La rentrée 2011/2012 des séries TV américaine est, avec un certain recule, assez décevante. On en a déjà parlé dans 2 précédents articles, mais pas mal de nouveaux show au potentiel assez grand se sont révélés foireux et certaines séries commencent à s’essouffler… Mais il reste de l’espoir. En effet, toutes les nouvelles séries n’ont pas encore commencées. En Janvier, nous auront droit à la série humoristique de Showtime, House of Lies, avec le retour de Kristen Bell a la télé, mais également à celle produite par HBO et Michael Mann, Luck et suivra peu après un nouveau show sortie des usines Abrams, Alcatraz ! Une nouvelle production AMC (Breaking Bad, Mad Men, Walking Dead) a débuté Dimanche 6 Novembre aux USA et a réuni près de 4,4 millions de téléspectateurs. Je parle de Hell on Wheels, crée par par Joe Gayton et Tony Gayton.

Crée par Joe Gayton et Tony Gayton. Avec Anson Mount, Common, Colm Meaney, Dominique McElligott…
Située dans les années 1860 à la fin de la guerre civile américaine, la série suit Cullen Bohannon, un ancien soldat confédéré, qui est déterminé à se venger des soldats de l’Union qui ont assassiné sa femme. Sa quête de vengeance l’envoie vers l’ouest du Nebraska à Hell on Wheels, la ville sans loi qui se déplace avec la construction du premier chemin de fer Transcontinental. Toutefois, les choses se compliquent quand une tribu Cheyenne attaque la construction du chemin de fer, déterminé à détruire le projet qui empiètent ​​leurs terres.

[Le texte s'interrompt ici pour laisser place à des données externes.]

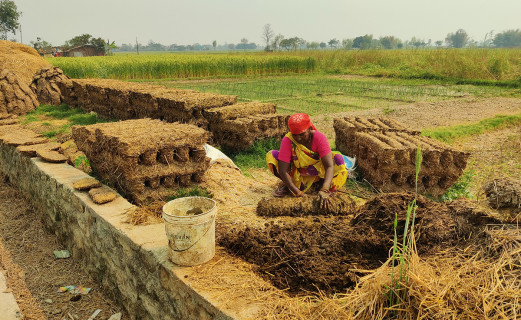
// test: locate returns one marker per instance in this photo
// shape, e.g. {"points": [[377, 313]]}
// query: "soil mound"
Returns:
{"points": [[22, 60]]}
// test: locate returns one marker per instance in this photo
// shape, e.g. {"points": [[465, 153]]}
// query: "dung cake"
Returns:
{"points": [[124, 100], [238, 126], [145, 159], [386, 154]]}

Hell on Wheels est donc une série «historique», se déroulant dans une Amérique divisée au lendemain de la guerre opposant le Nord et le Sud. Cette période, cruciale dans l’histoire des Etats-Unis, fait ainsi l’objet d’une série produite par AMC, l’une des très très rares «western». Et force est de constater que sur cette aspect là, le pilote est tout bonnement incroyable. L’ambiance est soignée au petit oignons afin de retranscrire le mieux possible le cruelle réalité de ses années là. Sale, triste, sombre mais pleine d’espoir, c’est ainsi qu’est décrite l’Amérique d’Hell on Whells, notamment à travers de magnifiques costumes et décors, plutôt impressionnants pour la TV (même payante). La production design est exemplaire et intéressante, nous rappelant sans cesse certains classiques du western. Et comme ses derniers, le rythme est plutôt lent. Sans être chiant, le pilote prends le temps, avec une réalisation qui, tout en étant contemplative, sait se montrer dynamique dans certaines scènes livrant de grandes scènes à la violence visuelle assez forte. Le tout étant traité de façon brutale et réaliste. Etant moi`même grand fan de western, le soin et la qualité apportée à retranscrire au mieux cette époque m’a convaincu. Mais cela ne fait pas tous…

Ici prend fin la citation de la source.